API: `new()`, `cancel()`, `is_cancelled()`, and the async `cancelled().await`
future (usable in a `select!` arm). Cloning is `O(1)` and every clone shares one
state, so cancelling any clone cancels them all.

Wiring:

- A fresh `RunContext` carries a never-cancelled token, so cancellation is
  strictly opt-in. Install a shared token with
  `RunContext::with_cancellation(token)`.
- The agent loop polls `ctx.cancellation.is_cancelled()` at the same safe
  checkpoints used for steering: **before each model call** and **before each
  (side-effecting) tool call**. On observing cancellation it unwinds the run with
  `TinyAgentsError::Cancelled`.
- The streaming path races `cancellation.cancelled()` against each provider
  chunk in a `select!`, dropping the partial stream and returning `Cancelled`.
- The retry / fallback path checks the token before issuing each model attempt,
  so a cancel requested during a retry wait stops the run instead of firing
  another provider call or advancing the fallback chain.

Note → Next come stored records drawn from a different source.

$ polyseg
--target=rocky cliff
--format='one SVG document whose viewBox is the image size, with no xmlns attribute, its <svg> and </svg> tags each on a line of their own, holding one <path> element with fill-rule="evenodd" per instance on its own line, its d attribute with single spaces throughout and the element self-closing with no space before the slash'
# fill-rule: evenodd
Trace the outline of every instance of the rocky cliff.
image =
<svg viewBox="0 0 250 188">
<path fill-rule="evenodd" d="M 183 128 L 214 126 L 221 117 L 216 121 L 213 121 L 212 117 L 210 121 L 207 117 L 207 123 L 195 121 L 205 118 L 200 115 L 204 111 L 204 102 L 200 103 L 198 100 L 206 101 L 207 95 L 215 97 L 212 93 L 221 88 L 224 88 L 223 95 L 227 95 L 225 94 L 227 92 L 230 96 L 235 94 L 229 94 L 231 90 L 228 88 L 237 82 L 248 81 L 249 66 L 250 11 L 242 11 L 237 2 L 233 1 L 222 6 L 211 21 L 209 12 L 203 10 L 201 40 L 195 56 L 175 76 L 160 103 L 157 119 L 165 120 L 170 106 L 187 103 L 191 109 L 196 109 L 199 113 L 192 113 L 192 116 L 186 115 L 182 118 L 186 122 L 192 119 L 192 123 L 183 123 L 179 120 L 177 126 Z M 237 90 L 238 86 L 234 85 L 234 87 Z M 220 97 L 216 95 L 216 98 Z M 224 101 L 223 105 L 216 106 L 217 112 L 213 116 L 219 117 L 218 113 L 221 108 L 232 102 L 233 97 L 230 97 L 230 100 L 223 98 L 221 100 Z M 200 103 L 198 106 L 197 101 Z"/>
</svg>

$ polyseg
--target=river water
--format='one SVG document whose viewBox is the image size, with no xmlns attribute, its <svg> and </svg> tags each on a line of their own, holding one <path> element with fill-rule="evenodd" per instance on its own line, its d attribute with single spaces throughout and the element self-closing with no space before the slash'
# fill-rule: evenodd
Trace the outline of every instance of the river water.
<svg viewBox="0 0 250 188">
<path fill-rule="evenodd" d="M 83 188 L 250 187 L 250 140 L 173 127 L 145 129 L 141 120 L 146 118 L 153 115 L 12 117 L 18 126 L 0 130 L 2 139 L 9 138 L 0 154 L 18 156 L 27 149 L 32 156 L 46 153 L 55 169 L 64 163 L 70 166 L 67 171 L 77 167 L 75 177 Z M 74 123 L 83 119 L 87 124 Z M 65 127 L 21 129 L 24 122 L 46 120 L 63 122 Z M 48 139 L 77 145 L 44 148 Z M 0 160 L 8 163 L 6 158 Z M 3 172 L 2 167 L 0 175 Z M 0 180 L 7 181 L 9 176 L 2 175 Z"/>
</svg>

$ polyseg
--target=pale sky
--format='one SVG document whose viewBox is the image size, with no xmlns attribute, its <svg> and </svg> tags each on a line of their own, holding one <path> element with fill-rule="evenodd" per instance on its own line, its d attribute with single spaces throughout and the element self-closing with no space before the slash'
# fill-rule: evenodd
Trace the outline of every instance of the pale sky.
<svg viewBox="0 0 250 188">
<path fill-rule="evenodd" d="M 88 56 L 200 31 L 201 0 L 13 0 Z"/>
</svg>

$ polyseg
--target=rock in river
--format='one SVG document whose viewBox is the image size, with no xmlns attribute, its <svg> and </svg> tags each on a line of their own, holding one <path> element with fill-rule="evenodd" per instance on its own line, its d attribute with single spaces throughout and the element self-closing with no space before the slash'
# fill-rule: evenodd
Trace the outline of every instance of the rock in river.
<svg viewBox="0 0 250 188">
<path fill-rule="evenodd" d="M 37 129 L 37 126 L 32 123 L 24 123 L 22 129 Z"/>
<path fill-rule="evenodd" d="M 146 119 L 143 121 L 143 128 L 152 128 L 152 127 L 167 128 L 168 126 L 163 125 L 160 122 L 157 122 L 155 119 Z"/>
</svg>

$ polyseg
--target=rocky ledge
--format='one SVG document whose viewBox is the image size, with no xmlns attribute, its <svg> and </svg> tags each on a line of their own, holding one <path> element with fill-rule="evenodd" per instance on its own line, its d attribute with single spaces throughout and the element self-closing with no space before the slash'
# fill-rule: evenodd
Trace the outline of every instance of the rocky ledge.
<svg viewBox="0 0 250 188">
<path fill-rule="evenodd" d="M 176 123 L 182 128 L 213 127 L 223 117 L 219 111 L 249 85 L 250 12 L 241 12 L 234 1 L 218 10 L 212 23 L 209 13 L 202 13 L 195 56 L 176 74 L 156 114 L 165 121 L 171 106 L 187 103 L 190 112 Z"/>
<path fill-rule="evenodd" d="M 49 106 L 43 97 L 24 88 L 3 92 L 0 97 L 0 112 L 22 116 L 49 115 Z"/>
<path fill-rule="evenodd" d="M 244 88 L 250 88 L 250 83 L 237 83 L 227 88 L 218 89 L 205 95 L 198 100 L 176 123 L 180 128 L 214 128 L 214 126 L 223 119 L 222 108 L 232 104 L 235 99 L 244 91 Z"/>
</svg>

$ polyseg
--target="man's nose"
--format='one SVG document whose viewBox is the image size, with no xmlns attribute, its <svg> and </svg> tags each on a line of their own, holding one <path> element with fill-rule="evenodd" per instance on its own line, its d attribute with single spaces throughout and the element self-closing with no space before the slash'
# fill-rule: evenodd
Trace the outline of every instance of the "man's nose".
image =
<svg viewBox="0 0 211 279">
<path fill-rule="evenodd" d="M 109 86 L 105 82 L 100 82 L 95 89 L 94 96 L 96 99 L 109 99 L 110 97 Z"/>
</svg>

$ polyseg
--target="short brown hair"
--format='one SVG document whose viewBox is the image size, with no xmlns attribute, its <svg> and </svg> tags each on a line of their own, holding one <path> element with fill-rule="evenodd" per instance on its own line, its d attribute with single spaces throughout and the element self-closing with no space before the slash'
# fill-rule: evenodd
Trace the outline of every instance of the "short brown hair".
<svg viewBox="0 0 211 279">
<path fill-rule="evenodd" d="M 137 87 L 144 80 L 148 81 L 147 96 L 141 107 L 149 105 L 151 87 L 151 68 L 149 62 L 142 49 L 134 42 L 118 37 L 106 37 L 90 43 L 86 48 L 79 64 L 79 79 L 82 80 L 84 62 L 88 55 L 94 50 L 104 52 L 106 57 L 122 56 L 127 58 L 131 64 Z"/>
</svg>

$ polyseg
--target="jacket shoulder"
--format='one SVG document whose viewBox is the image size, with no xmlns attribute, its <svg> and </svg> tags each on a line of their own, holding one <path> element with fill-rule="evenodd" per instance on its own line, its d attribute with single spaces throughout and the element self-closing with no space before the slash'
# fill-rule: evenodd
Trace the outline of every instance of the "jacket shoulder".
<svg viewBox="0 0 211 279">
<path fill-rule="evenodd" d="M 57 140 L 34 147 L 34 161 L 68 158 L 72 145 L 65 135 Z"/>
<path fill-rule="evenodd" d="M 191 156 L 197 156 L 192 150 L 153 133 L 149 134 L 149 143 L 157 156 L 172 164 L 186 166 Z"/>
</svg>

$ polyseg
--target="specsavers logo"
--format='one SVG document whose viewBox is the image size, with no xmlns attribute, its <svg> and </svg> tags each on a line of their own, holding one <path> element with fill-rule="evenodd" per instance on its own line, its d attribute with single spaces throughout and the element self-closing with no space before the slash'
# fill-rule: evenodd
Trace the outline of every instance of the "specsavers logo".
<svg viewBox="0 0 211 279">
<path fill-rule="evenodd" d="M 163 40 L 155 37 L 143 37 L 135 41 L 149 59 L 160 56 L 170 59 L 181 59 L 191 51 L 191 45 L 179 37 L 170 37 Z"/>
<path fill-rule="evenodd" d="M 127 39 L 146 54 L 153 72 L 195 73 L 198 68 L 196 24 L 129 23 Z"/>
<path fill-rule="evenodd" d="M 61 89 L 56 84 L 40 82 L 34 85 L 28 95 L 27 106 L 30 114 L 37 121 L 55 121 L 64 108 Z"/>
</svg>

Cancellation is cooperative, never preemptive: a token is never observed
mid-tool or mid-chunk, only at well-defined checkpoints.

## Context Pressure

Before every model call, the harness estimates whether the request fits. If not,
it applies configured policies in order:

1. drop nonessential retrieved context
2. trim old messages
3. summarize old messages
4. compact tool outputs
5. fail with a context-limit error

Every action emits an event.

## Inheritance Rules

Nested calls inherit:

- root run id
- parent run id
- thread id unless overridden
- event sink
- cancellation token
- stores
- usage and cost trackers
- cache registry
- inherited tags and metadata
- budget and limit policies

Nested calls may add local tags and metadata. They must not mutate parent config
in place. This keeps traces and tests deterministic.

## Runtime Injection

Tools and middleware may receive runtime-only values such as stores,
cancellation, event sinks, and typed app context. Those values must not appear in
model-visible JSON schemas. The tool feature owns schema hiding; the context
feature owns safe access to the values.